The Lynx did. And she was.
Twelve points. Three blocks. Three assists. Three rebounds. Brunson held Candace Parker scoreless in the first half and made her work for her 17 points in the second.
"She was so big for us in so many ways," Maya Moore said.
In the end, Brunson saved Minnesota's 70-68 victory with a trademark defensive gem in the final five seconds, deflecting the ball from Game 1 hero Chelsea Gray as the Sparks guard brought it up to shoot. Brunson jumped out to help Seimone Augustus as Gray, who hit Sunday's game winner over Augustus with two seconds to play, came around a Parker pick.
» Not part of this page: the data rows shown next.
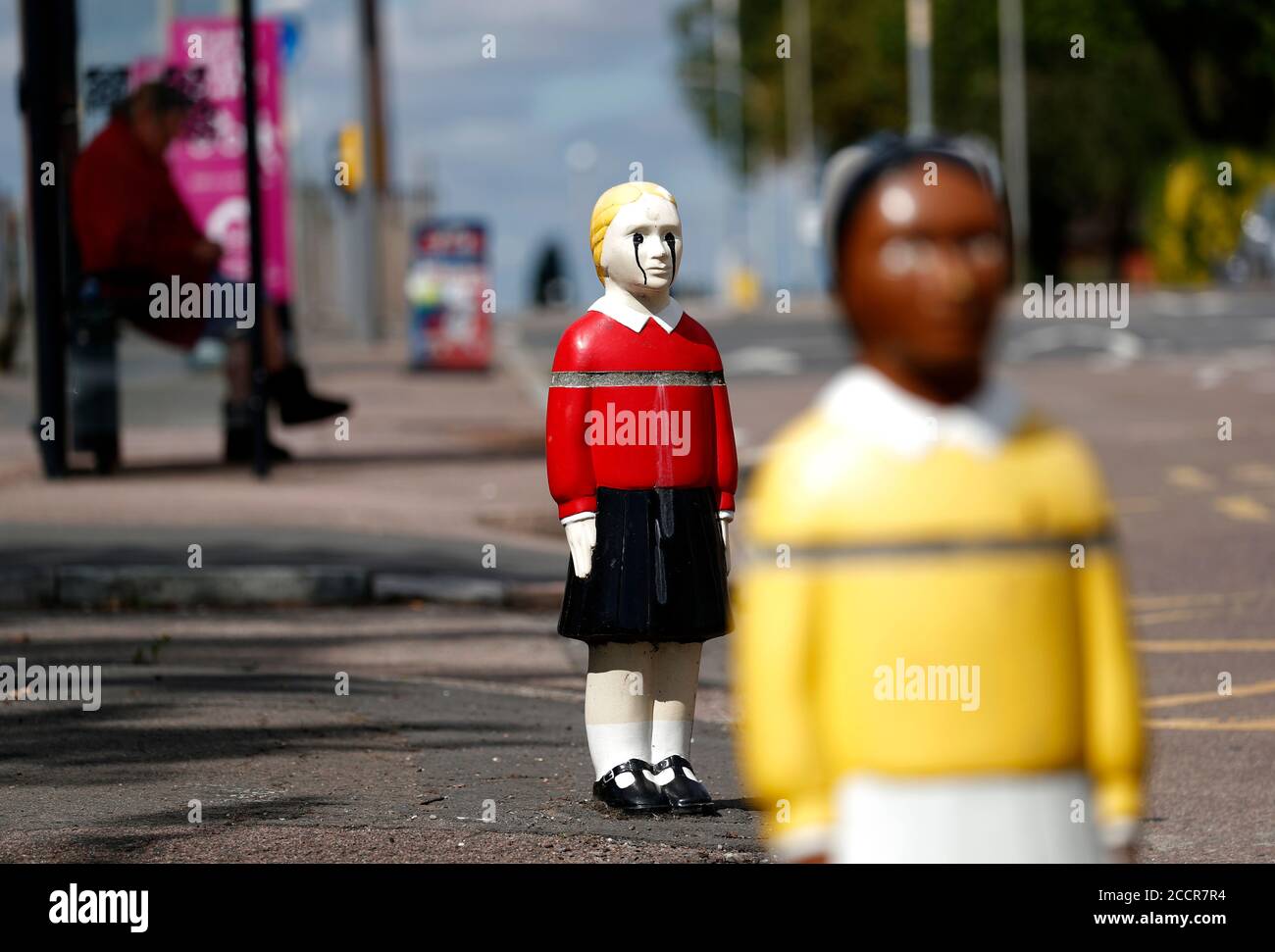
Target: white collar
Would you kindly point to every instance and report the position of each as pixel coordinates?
(620, 309)
(875, 408)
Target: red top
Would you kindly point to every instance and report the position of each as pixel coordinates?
(128, 213)
(638, 409)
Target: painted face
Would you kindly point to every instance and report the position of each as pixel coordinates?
(642, 249)
(923, 266)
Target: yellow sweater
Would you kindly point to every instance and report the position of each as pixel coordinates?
(956, 571)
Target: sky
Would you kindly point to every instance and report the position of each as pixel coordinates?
(491, 135)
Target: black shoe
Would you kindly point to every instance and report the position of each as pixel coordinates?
(291, 393)
(638, 797)
(684, 793)
(240, 449)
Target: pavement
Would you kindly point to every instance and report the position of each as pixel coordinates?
(434, 561)
(460, 740)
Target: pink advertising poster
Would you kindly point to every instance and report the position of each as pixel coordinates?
(209, 173)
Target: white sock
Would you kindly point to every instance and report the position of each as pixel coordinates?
(611, 744)
(670, 736)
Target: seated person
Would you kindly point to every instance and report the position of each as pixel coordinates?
(134, 230)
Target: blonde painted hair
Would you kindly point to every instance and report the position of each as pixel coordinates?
(608, 205)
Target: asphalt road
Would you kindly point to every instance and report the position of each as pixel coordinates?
(483, 708)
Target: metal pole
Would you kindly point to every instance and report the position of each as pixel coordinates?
(256, 402)
(1014, 130)
(43, 101)
(919, 101)
(799, 116)
(375, 166)
(728, 79)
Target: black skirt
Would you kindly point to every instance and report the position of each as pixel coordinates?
(658, 571)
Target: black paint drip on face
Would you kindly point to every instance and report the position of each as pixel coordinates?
(638, 258)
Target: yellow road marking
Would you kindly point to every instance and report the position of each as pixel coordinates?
(1178, 615)
(1244, 509)
(1262, 687)
(1260, 473)
(1209, 598)
(1210, 724)
(1203, 645)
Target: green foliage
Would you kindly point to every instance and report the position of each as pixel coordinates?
(1194, 220)
(1156, 76)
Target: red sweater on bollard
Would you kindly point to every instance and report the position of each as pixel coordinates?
(638, 409)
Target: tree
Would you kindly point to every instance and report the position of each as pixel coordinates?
(1156, 76)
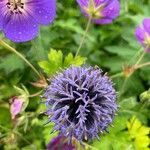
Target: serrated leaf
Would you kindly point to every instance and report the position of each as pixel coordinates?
(11, 63)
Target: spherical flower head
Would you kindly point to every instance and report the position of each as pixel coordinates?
(20, 19)
(81, 102)
(16, 106)
(142, 34)
(60, 143)
(101, 11)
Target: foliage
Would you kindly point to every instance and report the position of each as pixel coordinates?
(111, 47)
(56, 62)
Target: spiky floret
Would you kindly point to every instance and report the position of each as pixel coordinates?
(81, 102)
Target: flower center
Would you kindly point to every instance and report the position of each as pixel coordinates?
(15, 6)
(147, 41)
(94, 11)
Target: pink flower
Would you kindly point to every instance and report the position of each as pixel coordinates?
(16, 106)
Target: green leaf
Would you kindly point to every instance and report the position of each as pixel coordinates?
(11, 63)
(55, 62)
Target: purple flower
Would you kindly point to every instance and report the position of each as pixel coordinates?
(20, 19)
(16, 106)
(60, 143)
(102, 11)
(81, 102)
(143, 34)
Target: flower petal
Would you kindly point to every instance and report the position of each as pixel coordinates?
(146, 24)
(112, 10)
(140, 34)
(44, 11)
(2, 10)
(102, 21)
(83, 3)
(20, 27)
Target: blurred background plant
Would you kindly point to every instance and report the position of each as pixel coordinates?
(111, 47)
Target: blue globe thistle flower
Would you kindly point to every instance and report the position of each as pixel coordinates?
(102, 11)
(60, 143)
(20, 19)
(81, 102)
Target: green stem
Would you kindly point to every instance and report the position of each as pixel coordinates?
(120, 74)
(84, 36)
(142, 65)
(8, 47)
(141, 57)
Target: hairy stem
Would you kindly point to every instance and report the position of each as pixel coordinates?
(84, 36)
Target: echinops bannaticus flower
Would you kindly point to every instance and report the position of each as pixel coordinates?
(101, 11)
(60, 143)
(143, 34)
(81, 102)
(20, 19)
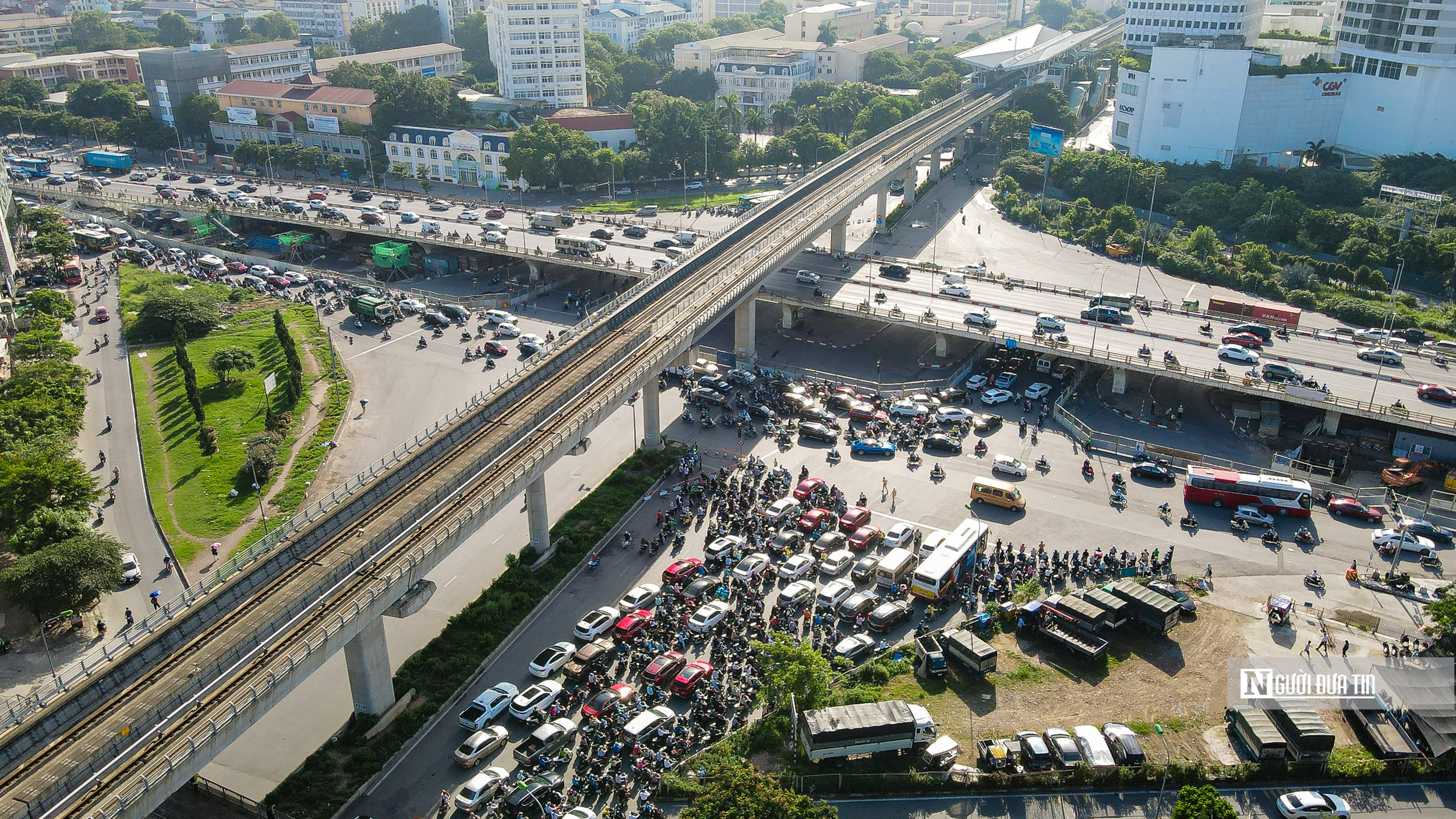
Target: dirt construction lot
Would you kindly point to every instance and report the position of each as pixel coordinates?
(1180, 681)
Moore grabbed the loose ball and fed Lindsay Whalen, who dribbled out the clock.
"The shot that Gray hit last game was pretty fresh on our minds," Brunson said. "We just wanted to make it crowded for her and make sure she didn't get an easy look. Parker set a screen, so I just felt like I needed to help whoever that was because I know she's clutch in those moments."
The Lynx brought better defense and more fight than the listless first quarter of Game 1, and much of it stemmed from Brunson on both ends of the court. The Lynx need Brunson to shoot to make Parker think twice about doubling center Sylvia Fowles down low. Brunson never left the floor in the first quarter, going 3-for-6 from the field for six points -- a spinning layup, a straightaway jumper and a putback. She added three assists and two blocks as the Lynx jumped to a 28-10 lead.
"Last game we started out pretty flat, and I didn't want that to happen to us again," Brunson said. "So I just tried to come out, bring some energy and be aggressive, and hopefully my teammates would feed off that a little bit. And I think they did."
Augustus told Brunson to play like she did in the regular season. Brunson averaged 10.2 points (her best since 2013), taking and making more 3-pointers than she had her entire career, while defending and rebounding with her usual zest.
"We told her, you've got to make a decision," Augustus said. "You're going to have the ball in your hand the majority of your time in certain situations because of the way they play Syl. Be confident in yourself. Be aggressive. Drive in there. Get some layups. Get some fouls.
"That's what she was tonight. She picked her moments when she shot the ball. She picked her moments when she moved it and set screens. She was more active in the offense instead of standing around. Defensively, she was herself."
Added Moore: "Whatever it takes, whatever the coaches tell her, whatever we as captains and starters come together and agree on, she's going to do it with all her heart. I tell her every day how much I appreciate her because she's such a pro and does all the dirty work for us, without getting the glory she deserves. I'm just grateful that she was able to be so successful in the things that she's great at tonight."
So was Reeve, who saw it coming all along.
"She was aggressive. She was assertive," Reeve said. "That's what we expect from her, to make those kind of plays at the end."